Il n’est pas si fréquent de voir un créateur de bijoux exposer dans une galerie d’art. Pourtant, ce pas supplémentaire vers le monde des arts visuels semble tout à fait cohérent pour Juanita Care, projet fondé en 2017 par Adrien Flores et désormais basé au Mexique. Sans doute parce que, dans les créations de ce diplômé de la Villa Arson, ce sont avant tout les images qui attrapent le regard du spectateur : celles de bouches béantes, entrouvertes ou fermées et de leur intérieur en gros plan, dont l'esthétique crue et sombre se situe bien loin des campagnes polissées de la haute joaillerie.
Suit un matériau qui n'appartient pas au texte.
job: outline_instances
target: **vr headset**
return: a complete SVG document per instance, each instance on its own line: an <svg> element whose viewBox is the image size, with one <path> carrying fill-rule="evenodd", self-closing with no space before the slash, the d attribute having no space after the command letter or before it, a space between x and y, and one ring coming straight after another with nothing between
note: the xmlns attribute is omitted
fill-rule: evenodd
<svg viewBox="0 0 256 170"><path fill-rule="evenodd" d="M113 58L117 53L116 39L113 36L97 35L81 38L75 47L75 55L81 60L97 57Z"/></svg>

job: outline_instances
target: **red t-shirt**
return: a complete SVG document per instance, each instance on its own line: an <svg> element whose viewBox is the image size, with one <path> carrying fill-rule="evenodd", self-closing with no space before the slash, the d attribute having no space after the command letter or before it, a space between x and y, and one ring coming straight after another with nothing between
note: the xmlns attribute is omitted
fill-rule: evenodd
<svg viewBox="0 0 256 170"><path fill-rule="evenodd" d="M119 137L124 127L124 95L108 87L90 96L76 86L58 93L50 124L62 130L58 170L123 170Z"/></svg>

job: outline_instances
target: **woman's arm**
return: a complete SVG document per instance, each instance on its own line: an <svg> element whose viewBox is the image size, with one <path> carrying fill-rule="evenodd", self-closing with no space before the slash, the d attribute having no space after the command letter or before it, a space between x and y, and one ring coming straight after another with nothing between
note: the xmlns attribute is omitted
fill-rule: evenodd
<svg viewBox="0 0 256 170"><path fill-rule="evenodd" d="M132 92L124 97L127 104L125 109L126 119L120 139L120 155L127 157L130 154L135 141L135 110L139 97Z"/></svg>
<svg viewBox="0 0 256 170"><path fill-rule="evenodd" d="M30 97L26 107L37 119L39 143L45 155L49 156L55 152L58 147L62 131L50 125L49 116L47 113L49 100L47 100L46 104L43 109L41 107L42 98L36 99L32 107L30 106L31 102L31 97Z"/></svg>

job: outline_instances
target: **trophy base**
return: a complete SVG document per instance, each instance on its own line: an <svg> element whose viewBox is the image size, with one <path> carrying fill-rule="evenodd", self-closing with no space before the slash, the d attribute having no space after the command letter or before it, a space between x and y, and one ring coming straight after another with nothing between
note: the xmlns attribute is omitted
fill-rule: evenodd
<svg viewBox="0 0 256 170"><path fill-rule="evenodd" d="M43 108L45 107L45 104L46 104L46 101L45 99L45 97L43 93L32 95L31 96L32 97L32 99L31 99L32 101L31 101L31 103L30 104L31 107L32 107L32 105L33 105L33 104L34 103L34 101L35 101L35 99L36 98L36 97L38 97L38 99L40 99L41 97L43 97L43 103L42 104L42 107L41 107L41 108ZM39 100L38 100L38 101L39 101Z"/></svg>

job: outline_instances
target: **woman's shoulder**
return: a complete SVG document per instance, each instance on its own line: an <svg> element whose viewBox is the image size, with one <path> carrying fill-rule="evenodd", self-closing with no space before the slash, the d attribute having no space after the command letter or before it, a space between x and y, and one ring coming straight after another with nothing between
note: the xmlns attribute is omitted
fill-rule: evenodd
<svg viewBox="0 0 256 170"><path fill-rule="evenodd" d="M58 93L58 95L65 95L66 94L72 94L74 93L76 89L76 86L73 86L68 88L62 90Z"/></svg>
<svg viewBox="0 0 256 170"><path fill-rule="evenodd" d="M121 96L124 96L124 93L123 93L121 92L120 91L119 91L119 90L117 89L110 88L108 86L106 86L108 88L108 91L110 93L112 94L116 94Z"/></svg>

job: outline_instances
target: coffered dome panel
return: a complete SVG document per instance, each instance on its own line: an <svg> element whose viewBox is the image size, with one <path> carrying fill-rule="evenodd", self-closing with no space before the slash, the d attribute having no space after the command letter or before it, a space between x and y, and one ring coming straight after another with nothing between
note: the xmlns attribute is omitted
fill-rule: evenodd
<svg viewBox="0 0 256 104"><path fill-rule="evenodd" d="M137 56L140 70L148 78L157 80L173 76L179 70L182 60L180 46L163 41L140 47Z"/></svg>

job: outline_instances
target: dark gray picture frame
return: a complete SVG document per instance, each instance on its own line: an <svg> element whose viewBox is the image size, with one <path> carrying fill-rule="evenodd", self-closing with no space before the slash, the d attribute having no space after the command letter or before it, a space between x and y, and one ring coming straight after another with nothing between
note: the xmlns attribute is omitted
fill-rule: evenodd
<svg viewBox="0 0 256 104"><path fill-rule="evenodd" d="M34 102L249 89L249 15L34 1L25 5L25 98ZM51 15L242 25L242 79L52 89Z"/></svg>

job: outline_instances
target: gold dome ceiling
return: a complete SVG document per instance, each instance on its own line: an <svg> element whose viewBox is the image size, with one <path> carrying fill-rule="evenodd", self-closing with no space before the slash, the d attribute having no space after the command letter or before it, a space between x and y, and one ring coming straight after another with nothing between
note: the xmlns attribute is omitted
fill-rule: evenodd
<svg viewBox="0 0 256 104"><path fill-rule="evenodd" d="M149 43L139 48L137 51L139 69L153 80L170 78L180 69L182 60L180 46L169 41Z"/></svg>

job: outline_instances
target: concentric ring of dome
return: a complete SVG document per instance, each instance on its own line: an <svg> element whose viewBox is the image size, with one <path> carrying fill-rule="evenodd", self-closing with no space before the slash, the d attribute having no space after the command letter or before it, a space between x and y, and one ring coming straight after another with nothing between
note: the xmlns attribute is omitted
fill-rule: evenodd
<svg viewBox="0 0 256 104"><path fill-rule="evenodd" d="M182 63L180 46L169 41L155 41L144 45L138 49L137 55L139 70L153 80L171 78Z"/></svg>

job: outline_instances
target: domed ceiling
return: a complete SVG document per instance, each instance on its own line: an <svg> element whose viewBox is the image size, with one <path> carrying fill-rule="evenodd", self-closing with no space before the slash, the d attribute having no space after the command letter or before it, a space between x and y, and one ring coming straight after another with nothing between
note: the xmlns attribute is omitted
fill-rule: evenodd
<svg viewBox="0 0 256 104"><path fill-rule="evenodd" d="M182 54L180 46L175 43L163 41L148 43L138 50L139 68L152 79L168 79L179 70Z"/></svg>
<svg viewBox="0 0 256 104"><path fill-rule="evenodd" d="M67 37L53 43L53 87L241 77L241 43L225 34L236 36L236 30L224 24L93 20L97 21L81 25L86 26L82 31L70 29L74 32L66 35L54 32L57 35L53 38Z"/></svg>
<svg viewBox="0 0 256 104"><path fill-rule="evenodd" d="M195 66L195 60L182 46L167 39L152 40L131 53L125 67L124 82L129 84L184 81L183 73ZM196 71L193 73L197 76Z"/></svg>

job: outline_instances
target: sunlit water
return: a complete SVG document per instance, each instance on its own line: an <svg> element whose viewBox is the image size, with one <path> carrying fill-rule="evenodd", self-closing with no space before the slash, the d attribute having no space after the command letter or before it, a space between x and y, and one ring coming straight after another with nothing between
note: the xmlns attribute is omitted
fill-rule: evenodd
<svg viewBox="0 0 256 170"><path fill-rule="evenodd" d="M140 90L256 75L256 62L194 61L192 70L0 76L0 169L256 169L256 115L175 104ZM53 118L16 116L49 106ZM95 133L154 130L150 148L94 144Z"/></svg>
C’est précisément en partant de cette partie du corps, plus rarement exploitée dans l'univers du bijou, que le designer a construit l'ADN de son label, qui produit depuis des bijoux plus classiques – bagues, boucles d’oreilles, colliers... Inspiré par le grillz, accessoire dentaire plébiscitée par le milieu du hip-hop, Adrien Flores a imaginé avec l’aide de son frère spécialiste en modélisation 3D des ornements buccaux sur-mesure en métal argenté, encadrant les formes des dents, prenant l’empreinte des lèvres ou décorant le palais. Chez Goswell Road, Juanita Care prouve combien la puissance de ses images, même délestées de leur fonction promotionnelles, peut suffire à exprimer la radicalité et la singularité esthétique de son projet. Une proposition curatoriale qui, comme de coutume pour les deux fondateurs du lieu, s’accompagnent d’une publication réalisée pour l’occasion.

 

“Juanita Care. Violence Starts in The Mouth”, du 1er au 29 juin 2024 chez Goswell Road, Paris 10e.